German Tank Problem
-------------------
Here we will cover a `classic problem`_ in statistics, estimating the total number of tanks from a small sample. Suppose four tanks are captured with the serial numbers 10, 256, 202, and 97. Assuming that each tank is numbered in sequence as they are built, how many tanks are there in total?
.. _classic problem: https://en.wikipedia.org/wiki/German_tank_problem
Since we are Bayesianists, we don't want a singular estimate, we want a probability distribution for the total number of tanks. Therefore, we need to calculate the distribution of total tanks :math:`N`, given the serial numbers :math:`D`:
.. math ::
P(N \mid D) \propto P(D \mid N) \, P(N)
To build the model, first let's think about the likelihood, :math:`P(D \mid N)`. For those not familiar with statistical notation, this is the probability that we would see these serial numbers, given the total number of tanks. To decide how to model the likelihood, we can think about how we would create our data.

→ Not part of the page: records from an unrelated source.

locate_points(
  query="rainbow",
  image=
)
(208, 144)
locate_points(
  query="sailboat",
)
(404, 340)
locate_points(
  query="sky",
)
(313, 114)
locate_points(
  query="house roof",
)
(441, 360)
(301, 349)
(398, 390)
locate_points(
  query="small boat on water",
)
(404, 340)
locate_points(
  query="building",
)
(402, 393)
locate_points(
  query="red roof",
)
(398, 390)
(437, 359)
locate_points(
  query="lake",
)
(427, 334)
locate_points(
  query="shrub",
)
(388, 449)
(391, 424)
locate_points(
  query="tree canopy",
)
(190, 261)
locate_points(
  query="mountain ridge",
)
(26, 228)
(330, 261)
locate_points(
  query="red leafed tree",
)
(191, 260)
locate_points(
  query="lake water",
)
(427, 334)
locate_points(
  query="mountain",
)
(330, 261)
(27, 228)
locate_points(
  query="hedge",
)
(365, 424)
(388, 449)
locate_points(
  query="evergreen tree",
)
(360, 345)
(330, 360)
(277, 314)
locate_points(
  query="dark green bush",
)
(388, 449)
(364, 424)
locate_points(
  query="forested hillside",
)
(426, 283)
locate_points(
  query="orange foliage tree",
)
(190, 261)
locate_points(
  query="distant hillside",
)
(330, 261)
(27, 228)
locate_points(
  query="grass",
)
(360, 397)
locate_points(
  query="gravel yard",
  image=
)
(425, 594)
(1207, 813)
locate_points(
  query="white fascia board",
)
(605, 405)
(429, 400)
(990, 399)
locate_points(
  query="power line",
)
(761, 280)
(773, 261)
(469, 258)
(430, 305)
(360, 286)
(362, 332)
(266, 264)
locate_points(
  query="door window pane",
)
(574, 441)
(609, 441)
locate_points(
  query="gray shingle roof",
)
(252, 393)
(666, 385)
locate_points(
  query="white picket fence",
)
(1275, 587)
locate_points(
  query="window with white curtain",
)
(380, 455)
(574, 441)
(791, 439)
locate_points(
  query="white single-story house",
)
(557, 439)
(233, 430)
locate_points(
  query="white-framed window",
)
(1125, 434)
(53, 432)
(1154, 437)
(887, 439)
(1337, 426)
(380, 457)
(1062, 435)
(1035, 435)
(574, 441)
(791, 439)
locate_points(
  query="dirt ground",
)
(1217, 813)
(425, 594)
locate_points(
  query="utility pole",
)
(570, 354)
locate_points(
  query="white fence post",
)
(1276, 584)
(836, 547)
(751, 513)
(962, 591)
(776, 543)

Simply, we just have some number of tanks, with serial numbers :math:`1, 2, 3, ..., N`, and we uniformly draw four tanks from the group. Therefore, we should use a discrete uniform distribution.
Next, we want to consider our prior information about :math:`N`, :math:`P(N)`. We know that it has to be at least equal to the largest serial number, :math:`m`. As for an upper bound, we can guess that it isn't into the millions, since every serial number we saw is less than 300. We also know that :math:`N` must be an integer and any value above 256 is equally likely, *a priori*, that is, before we saw the serial numbers. So a good choice here is the discrete uniform distribution again. I'll set an upper bound at 10000, just to have it high enough for it not to affect our results. In statistical notation, we would write
.. math ::
P(N \mid D) &\propto P(D \mid N) \, P(N) \\
P(D \mid N) &\sim \mathrm{DiscreteUniform}(D, min=0, max=N) \\
P(N) &\sim \mathrm{DiscreteUniform}(N, min=m, max=10000) \\
Now we can build the model with Sampyl and sample from the posterior. ::
import sampyl as smp
from sampyl import np
# Data
serials = np.array([10, 256, 202, 97])
m = np.max(serials)
# log P(N | D)
def logp(N):
# Samplers will pass in floats, we need to make them integers
N = np.floor(N).astype(int)
# Log-likelihood
llh = smp.discrete_uniform(serials, lower=1, upper=N)
prior = smp.discrete_uniform(N, lower=m, upper=10000)
return llh + prior
# Slice sampler for drawing from the posterior
sampler = smp.Slice(logp, {'N':300})
chain = sampler.sample(20000, burn=4000, thin=4)
posterior = np.floor(chain.N)
plt.hist(posterior, range=(0, 1000), bins=100,
histtype='stepfilled', normed=True)
plt.xlabel("Total number of tanks")
plt.ylabel("Posterior probability mass")
.. image:: _static/German_tanks.png
:align: center
Above I've plotted the posterior distribution of :math:`N`. We can see that most of the probability is concentrated near the largest serial number in our data. In fact, the first 50% of the distribution is {256, 321}, and the first 95% is {256, 717}. This means there is a 50% probability that :math:`N` lies below 321, and 95% probability it is below 717. As far as an estimate, I think these intervals are much more meaningful than the mean since the posterior is so skewed. However, I'll report some of those statistics. The mean, median, and mode are 381.6, 321.0, 269, respectively.